Director Spike Lee takes his audience on another roller coaster action thriller ride in the movie, The Inside Man. An ambitious police detective, Keith Frazier (Denzel Washington) is dispatched to a bank robbery in progress. The leader, Dalton Russell (Clive Owen) holds over twenty hostages in the bank, negotiating his way to pulling off the perfect robbery. Meanwhile, a slick negotiator (Jodie Foster) appears on the crime scene to protect one man’s dark secret in his security deposit box that he insists remains hidden.

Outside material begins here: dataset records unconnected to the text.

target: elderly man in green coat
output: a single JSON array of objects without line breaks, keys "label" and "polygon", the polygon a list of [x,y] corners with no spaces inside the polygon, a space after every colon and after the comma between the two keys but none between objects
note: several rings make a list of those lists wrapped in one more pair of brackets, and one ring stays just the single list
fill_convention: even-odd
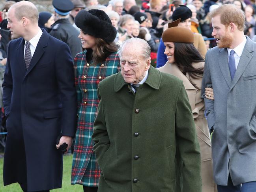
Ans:
[{"label": "elderly man in green coat", "polygon": [[182,82],[150,67],[145,41],[127,40],[121,71],[100,83],[93,150],[98,192],[200,192],[199,146]]}]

Denzel Washington portrays Frazier as a good cop; a hard hitting detective, but hungry enough to cut a deal with the mayor for an overdue promotion. In this film, his nemesis Dalton pulls off a terrorizing bank robbery with relatively calculated ease. The robbery is not out of need, but simply to show that he can break into a large bank. However, underneath his mask is an ulterior motive.
Both Washington and Owen play their roles well which draw the audience in. Foster, the suave negotiator is the third character who stirs things up. Between her connections and duplicitous ways, Foster creates a character worth watching throughout.
Among the three, a cop, a criminal, and a savvy negotiator—trust runs thin. While each actor develops his character at his own pace, it is Washington`s character which undergoes the fullest evolution. The character`s conflicting agendas spark change in Owen’s character. Foster remains the one least affected.
The Manhattan Trust Bank contains a huge vault. Dalton and his accomplices hold over 20 hostages. They are forced to strip down to their underwear and wear uniforms so they would be unidentifiable to the police. They also had to wear masks. The thieves and hostages look no different from each other.
No hostages are killed. Rather, one is let out at a time. Finally, when the police are ready to storm the bank, the thieves let them in. Meanwhile, the thieves leave unnoticed and get away. The police interrogate the hostages and no one is the wiser because throughout the ordeal, everyone`s faces were covered.
The end result is that the robbery appears as though it had never taken place. The police didn’t want to pursue it. Frazier (Washington) is already being promoted because of the deal he made with the Mayor.
This is an action packed drama without much room for philosophical discussion. Like in Zimbardo’s experiment of the prisoners and wardens, the thieves used the uniforms to their own purposes with one goal in mind. However, they did not forget who they are. The thieves orchestrate all motions and actions with great forethought. The leader, Dalton (Owen) leaves his audience on a tightrope. They are not quite sure if he is the evil gangster they should be really worried about. In this film, Lee has once again illustrated that the world’s uncertainties are not black and white, rather shades of gray.